An oil painting by Thomas Kinkade
One of the best reasons to look at art is it teaches us how to enjoy our eyes. Paintings are always lessons in seeing. Really good paintings simply help you have a lot more fun.
Thomas Kinkade, probably one of the best known American artists and certainly one of the best marketed, passed away in the spring of 2012. Kinkade called himself "The Painter of Light", a slogan that had a certain ring to it. Kinkade's ubiquitous images are likely some of the first paintings most Americans were likely to have stumbled across. But if one keeps looking, there are probably other artists who have a great deal more to say to us about painting light with real authenticity.
Longtime readers of this blog won't be surprised if I offer Edward Hopper as an alternative. Comparing the two landscapes above is revealing of some of the deeper essentials of painting.
If painting is primarily about seeing who can report on the most facts, I think the Kinkade wins the race to pile up the most details.
To me though art delivers meaning by telling us how things feel rather than just what we are looking at. Hopper's work to me isn't as sweetly reassuring, but instead offers a little surprise in what he selects to show us.

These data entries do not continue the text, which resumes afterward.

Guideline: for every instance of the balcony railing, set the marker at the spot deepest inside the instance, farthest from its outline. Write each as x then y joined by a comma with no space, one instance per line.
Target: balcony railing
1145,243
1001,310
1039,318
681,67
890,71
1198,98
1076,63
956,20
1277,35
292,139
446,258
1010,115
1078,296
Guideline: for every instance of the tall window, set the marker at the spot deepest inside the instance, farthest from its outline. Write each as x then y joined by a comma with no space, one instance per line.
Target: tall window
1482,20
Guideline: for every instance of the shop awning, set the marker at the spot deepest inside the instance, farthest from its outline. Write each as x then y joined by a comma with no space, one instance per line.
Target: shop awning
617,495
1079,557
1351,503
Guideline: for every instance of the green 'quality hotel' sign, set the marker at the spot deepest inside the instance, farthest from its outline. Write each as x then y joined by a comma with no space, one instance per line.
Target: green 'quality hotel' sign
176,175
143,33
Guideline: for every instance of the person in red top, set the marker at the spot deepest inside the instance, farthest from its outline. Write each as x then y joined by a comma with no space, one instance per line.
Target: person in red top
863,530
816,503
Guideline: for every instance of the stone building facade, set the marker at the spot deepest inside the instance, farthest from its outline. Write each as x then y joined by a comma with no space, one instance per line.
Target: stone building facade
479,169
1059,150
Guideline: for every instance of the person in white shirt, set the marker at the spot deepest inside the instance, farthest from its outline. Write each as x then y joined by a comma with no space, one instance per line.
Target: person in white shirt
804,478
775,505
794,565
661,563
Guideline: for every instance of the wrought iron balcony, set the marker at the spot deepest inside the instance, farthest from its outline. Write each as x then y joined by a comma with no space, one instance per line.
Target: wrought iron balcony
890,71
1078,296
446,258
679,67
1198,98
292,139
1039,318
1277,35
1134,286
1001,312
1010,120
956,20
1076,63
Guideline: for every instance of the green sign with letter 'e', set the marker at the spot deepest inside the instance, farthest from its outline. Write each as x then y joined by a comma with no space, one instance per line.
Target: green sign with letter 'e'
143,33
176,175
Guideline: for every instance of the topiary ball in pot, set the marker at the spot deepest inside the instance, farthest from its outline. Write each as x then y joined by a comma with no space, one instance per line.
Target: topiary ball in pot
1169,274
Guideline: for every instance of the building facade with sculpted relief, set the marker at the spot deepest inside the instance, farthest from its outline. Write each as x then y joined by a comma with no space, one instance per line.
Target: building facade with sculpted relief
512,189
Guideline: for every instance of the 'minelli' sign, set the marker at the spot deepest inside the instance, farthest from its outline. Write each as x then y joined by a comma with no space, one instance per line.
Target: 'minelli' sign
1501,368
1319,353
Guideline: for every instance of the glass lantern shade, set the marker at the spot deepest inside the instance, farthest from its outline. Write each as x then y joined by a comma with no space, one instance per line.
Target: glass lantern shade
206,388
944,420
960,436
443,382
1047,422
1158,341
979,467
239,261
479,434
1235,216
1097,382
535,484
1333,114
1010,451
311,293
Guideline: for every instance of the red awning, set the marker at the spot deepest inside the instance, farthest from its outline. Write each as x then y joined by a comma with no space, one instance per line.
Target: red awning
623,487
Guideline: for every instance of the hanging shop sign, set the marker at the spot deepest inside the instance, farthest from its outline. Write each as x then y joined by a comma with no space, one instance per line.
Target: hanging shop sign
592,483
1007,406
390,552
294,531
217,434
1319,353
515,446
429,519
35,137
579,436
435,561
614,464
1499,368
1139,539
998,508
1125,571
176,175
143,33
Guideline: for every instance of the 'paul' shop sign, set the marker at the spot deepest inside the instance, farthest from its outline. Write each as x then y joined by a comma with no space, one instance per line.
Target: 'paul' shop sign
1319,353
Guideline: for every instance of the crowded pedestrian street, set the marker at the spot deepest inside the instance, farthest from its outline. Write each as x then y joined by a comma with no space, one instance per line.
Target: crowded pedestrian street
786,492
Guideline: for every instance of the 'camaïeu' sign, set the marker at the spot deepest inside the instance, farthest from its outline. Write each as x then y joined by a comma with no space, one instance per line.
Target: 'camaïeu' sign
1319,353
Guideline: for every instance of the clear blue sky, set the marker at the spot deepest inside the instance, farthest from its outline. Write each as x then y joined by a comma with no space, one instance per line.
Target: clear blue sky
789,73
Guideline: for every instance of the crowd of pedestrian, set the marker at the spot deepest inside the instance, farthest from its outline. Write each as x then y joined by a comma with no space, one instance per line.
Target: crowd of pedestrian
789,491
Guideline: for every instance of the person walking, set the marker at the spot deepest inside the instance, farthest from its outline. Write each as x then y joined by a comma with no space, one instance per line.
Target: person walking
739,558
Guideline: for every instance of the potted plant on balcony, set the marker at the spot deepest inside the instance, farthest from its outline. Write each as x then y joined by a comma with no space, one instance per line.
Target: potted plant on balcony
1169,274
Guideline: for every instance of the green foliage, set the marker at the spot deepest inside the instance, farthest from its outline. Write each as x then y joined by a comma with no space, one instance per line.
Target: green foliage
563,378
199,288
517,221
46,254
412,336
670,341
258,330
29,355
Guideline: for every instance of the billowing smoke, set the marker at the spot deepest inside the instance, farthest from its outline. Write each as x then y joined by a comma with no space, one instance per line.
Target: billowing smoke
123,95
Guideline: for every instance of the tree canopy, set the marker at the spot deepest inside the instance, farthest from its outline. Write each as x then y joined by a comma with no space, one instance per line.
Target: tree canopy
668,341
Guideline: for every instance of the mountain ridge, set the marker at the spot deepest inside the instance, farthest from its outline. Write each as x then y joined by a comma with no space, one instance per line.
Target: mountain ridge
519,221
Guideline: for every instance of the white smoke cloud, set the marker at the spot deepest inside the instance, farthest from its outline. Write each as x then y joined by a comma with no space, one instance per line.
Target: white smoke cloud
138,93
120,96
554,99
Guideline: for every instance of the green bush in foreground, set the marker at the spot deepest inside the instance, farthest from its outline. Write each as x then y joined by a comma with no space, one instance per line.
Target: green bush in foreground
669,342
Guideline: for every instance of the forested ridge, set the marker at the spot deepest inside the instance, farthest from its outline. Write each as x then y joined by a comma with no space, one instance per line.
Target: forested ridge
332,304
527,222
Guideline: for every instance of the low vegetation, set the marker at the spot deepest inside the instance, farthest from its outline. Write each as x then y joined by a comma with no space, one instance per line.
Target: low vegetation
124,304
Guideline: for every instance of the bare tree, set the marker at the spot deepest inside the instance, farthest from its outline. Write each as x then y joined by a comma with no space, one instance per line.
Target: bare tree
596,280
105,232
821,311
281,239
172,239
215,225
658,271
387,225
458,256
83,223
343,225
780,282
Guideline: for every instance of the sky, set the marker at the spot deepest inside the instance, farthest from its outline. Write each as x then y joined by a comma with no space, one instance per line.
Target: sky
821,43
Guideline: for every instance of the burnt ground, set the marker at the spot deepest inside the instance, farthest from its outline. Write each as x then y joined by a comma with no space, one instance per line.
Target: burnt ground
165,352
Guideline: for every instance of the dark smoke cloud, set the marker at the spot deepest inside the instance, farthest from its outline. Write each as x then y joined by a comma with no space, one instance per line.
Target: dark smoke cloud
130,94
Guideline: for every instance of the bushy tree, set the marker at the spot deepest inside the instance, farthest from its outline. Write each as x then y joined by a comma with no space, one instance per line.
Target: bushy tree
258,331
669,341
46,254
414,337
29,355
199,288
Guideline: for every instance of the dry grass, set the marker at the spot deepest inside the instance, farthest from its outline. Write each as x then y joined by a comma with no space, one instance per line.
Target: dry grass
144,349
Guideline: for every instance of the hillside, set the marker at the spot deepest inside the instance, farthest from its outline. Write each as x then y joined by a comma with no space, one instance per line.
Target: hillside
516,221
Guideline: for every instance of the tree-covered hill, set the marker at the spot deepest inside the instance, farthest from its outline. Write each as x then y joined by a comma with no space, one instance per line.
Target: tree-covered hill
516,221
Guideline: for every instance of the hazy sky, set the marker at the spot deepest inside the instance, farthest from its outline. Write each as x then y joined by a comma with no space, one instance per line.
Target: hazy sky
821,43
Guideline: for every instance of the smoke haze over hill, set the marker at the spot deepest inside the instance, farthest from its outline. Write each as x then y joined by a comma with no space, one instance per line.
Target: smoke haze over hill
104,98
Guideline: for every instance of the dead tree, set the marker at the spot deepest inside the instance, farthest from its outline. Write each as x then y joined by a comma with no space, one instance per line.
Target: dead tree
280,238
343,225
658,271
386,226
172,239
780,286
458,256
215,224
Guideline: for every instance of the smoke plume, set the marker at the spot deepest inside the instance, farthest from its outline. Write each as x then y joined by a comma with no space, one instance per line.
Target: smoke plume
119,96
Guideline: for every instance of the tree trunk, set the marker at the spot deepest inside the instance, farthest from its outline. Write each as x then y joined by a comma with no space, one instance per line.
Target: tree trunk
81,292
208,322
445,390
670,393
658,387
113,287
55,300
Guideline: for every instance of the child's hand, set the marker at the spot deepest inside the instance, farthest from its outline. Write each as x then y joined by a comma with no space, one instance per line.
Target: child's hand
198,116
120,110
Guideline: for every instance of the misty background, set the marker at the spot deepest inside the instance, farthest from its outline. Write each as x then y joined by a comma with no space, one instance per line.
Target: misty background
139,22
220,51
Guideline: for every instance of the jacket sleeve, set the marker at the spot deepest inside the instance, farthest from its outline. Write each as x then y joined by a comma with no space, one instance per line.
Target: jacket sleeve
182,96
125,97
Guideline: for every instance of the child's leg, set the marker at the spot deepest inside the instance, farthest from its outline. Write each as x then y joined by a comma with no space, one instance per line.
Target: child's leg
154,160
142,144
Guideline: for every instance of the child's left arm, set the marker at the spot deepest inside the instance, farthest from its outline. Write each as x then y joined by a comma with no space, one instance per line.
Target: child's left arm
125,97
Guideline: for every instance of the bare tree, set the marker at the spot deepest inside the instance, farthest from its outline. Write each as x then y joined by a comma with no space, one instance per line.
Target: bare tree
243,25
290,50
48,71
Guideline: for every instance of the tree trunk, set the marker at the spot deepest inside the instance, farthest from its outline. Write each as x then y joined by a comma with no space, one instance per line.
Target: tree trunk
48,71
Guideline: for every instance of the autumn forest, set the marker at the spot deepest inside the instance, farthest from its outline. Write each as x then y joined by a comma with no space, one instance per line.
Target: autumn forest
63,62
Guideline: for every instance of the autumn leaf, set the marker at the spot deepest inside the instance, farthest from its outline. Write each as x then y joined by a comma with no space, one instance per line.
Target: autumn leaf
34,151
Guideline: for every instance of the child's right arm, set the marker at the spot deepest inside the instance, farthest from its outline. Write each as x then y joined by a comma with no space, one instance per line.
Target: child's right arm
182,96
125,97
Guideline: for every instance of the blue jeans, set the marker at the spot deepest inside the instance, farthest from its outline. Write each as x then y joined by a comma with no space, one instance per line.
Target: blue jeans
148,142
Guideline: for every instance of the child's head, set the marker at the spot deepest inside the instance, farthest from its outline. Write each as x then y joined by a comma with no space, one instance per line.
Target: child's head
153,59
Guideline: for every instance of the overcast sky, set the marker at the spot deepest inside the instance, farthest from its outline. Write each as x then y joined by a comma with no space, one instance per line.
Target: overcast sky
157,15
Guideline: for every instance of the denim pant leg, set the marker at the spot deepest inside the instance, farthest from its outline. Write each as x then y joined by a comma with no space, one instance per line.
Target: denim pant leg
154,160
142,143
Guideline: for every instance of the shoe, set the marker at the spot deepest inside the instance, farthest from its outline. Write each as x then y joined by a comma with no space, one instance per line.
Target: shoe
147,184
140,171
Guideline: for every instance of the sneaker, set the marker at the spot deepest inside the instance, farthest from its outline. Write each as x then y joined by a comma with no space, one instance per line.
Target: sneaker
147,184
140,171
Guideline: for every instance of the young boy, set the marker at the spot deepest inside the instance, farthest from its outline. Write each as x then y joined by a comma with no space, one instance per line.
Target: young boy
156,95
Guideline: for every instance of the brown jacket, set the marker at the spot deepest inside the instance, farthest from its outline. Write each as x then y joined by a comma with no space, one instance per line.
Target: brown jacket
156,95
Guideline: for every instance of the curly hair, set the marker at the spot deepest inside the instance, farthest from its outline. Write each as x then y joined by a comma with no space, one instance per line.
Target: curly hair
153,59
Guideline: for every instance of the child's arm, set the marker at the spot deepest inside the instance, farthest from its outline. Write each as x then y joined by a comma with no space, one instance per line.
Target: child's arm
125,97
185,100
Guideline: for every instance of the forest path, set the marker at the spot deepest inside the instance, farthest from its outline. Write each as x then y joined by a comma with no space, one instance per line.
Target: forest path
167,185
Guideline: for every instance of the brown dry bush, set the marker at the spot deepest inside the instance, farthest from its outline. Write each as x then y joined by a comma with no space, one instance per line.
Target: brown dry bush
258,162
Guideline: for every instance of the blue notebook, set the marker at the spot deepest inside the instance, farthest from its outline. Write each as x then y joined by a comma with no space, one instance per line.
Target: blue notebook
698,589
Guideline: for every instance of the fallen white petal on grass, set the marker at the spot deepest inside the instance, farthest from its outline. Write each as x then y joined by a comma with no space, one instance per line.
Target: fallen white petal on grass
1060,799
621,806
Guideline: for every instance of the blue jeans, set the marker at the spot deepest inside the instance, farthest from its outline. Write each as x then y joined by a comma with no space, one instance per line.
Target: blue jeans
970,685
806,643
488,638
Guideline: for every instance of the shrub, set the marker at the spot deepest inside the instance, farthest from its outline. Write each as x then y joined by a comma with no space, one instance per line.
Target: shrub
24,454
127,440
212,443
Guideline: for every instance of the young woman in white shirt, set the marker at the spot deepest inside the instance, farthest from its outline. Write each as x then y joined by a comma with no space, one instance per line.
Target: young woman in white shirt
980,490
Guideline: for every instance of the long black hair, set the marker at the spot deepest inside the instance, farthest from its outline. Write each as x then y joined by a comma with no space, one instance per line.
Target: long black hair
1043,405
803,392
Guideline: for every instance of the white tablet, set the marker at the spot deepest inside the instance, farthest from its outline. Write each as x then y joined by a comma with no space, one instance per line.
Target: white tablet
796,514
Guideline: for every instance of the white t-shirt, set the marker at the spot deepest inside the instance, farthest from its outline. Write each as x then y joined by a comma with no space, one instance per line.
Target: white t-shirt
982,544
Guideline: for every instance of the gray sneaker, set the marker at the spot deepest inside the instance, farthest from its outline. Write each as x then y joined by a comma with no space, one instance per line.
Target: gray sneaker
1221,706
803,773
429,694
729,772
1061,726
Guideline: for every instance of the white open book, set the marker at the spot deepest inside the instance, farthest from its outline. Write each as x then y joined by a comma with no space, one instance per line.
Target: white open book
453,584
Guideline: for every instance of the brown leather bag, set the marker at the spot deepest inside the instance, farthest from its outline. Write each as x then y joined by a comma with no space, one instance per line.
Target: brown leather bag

And select he does, leaving out most of the essential facts so they won't distract us.
Color wise, Kinkade has intense versions of yellow, orange, red, blue green and a blue violet. It's a bit like an insecure cook adding a dash of every spice in the kitchen hoping to ramp up tonight's dinner. The Hopper in comparison narrows down its hues to mostly greys, yellows and greens. The painter has a confidence that he can do a lot employing fewer but better chosen tools.
For one example, look at the role Hopper assigns to the color white. The sides of the house are a warm yellow-white that he contrasts against the strikingly cool white of the illuminated sign. Playing with subtle gradations of warm and cool within a color can provide a quiet and dignified expressiveness. It makes you feel you're seeing details that aren't even there.
Lastly, Hopper's Rooms for Tourists, embraces the night to make what light he does give us have a dramatic story to tell. A few key forms are pushed forward into our attention- the cool illuminated sign, the inviting parlor we glimpse through the big window. But everything else is pushed back towards the shadows, making us wonder a bit about these other less described spaces. There's a little touch of mystery to Hopper's night. Hopper I think more than most painters grasped the expressive power of light and shadow. He understood that it is the interplay of light and dark that lend each other their true meaning.
Hopper shared with us both what he found beautiful (very often the effects of light) with what he found unexpected and sometimes even a little unsettling in the world. I think he was saying to us that we are meant to pay attention, that living fully doesn't mean closing one's eyes to what isn't anticipated or to what doesn't make us immediately comfortable. Always in a Hopper there is a magical richness of color or a drama to the light. But also we find composition designed to shake us up a little to make sure we open our eyes good and wide.